Ed è il modo perfetto per affrontare la sua vita e le sue lotte

Questa recensione di Spencer proviene dalla proiezione del film al Toronto International Film Festival 2021. Resta sintonizzato per ulteriori informazioni quando il film uscirà a novembre 2021.

Il film biografico sulla principessa Diana Spencer non è il tuo film biografico prototipo. Inoltre, anche il regista del film, l’autore cileno Pablo Larraín, non è noto per aver realizzato film biografici familiari. Le sue rappresentazioni della vita di Jackie Kennedy dopo l’assassinio di John F. Kennedy in Jackie, e del poeta Pablo Neruda in fuga dal nuovo presidente cileno Gabriel González Videla in Neruda, sono film crudi e inflessibili che si concentrano da vicino su un momento specifico nella vita dei loro soggetti.

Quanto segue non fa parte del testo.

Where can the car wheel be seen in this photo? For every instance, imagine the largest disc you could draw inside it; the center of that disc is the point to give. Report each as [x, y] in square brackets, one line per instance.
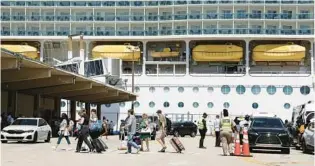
[48, 137]
[35, 137]
[285, 151]
[193, 134]
[176, 134]
[304, 148]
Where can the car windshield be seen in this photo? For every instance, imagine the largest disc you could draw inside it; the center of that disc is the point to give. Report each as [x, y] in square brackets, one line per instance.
[267, 123]
[28, 122]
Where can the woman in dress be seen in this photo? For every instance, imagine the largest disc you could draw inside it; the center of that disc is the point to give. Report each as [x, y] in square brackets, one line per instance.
[64, 130]
[145, 133]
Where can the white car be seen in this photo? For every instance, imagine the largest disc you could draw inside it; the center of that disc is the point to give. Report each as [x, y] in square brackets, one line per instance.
[27, 130]
[308, 138]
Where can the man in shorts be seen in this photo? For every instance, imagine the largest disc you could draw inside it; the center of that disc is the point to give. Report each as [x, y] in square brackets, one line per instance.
[161, 134]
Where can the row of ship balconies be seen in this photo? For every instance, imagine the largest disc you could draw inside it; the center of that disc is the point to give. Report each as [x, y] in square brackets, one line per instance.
[148, 3]
[162, 32]
[165, 17]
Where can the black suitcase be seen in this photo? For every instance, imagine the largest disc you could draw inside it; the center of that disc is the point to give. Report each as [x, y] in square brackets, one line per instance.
[177, 145]
[98, 145]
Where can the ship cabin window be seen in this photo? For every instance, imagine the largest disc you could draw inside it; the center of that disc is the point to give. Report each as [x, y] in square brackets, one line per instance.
[255, 105]
[240, 89]
[151, 104]
[256, 89]
[226, 105]
[195, 104]
[287, 90]
[136, 104]
[210, 105]
[180, 104]
[271, 90]
[70, 67]
[225, 89]
[122, 104]
[166, 89]
[287, 106]
[93, 68]
[166, 104]
[305, 90]
[152, 89]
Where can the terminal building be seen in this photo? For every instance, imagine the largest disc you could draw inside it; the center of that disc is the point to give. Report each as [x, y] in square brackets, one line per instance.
[187, 56]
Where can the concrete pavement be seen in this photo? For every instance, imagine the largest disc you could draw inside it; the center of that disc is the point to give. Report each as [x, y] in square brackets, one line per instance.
[41, 154]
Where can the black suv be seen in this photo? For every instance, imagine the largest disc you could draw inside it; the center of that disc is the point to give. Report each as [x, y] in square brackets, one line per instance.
[268, 133]
[183, 129]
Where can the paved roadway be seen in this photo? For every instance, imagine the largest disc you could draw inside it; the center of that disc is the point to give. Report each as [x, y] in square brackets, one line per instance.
[41, 154]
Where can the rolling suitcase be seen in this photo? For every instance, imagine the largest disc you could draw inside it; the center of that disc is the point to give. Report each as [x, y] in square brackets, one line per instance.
[98, 145]
[177, 145]
[104, 144]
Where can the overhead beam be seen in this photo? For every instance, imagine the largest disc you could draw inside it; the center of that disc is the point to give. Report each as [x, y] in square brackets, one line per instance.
[62, 88]
[106, 100]
[8, 63]
[40, 83]
[24, 74]
[126, 99]
[94, 90]
[95, 96]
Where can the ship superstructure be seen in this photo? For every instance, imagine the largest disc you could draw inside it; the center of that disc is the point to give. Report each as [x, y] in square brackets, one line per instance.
[190, 56]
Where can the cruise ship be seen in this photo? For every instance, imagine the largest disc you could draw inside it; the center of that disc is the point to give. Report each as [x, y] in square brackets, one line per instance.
[188, 56]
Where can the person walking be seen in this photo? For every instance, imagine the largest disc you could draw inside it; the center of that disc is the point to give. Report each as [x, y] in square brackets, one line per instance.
[217, 131]
[131, 126]
[145, 133]
[63, 132]
[161, 134]
[84, 132]
[202, 126]
[226, 126]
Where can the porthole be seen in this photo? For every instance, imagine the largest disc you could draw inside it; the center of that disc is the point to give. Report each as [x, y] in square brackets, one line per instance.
[210, 89]
[255, 105]
[240, 89]
[225, 89]
[122, 104]
[180, 89]
[256, 89]
[152, 104]
[195, 104]
[136, 104]
[226, 105]
[287, 90]
[166, 89]
[195, 89]
[166, 104]
[63, 103]
[271, 90]
[180, 104]
[210, 105]
[305, 90]
[287, 105]
[137, 89]
[152, 89]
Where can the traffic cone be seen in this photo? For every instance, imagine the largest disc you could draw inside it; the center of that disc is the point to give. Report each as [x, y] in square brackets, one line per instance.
[237, 145]
[245, 150]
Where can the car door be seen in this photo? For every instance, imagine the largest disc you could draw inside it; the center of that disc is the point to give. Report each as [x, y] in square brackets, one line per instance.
[41, 129]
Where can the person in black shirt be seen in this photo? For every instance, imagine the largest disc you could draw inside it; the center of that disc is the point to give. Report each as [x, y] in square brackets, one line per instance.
[84, 132]
[202, 126]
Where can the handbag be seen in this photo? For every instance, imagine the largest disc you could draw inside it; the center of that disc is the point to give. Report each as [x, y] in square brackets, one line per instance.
[145, 130]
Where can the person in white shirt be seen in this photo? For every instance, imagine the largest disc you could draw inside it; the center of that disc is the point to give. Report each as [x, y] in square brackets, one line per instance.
[63, 130]
[217, 131]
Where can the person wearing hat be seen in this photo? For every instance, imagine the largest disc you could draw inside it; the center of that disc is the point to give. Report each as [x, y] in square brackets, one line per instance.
[202, 126]
[161, 134]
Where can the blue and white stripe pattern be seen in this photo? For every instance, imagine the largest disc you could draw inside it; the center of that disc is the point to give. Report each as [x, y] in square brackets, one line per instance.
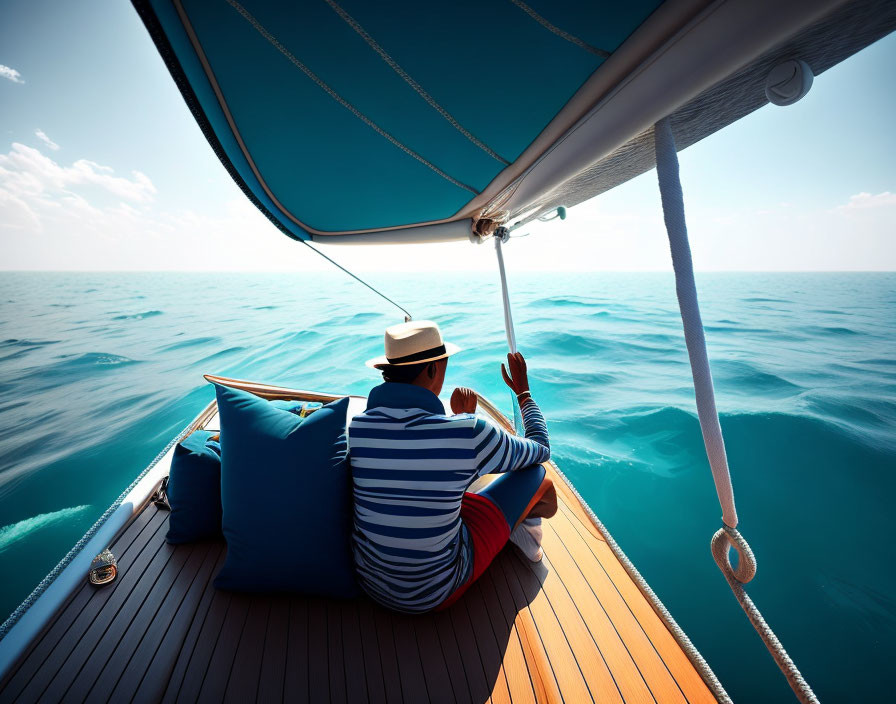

Allo stesso modo con Spencer, Larraín non fornisce la storia prevista della principessa Diana. Non c’è corteggiamento o matrimonio da favola, à la The Crown. Non segna la sua vita dall’essere una neonata destinata a grandi altezze. Né la definisce una vittima prevedibilmente condannata. Invece, Spencer si svolge durante un fine settimana di Natale nel 1991, nella tenuta di Queen’s Sandringham. Diana (Kristen Stewart) è ancora in un matrimonio travagliato con il principe Carlo (un freddo Jack Farthing), o almeno in parte. Durante il suo soggiorno, Diana si contende il ruolo di madre dei suoi due figli, William (Jack Nielen) e Harry (Freddie Spry), e affronta il suo disturbo alimentare, la storia della sua famiglia e gli uomini prepotenti che scrivono la sua vita quotidiana.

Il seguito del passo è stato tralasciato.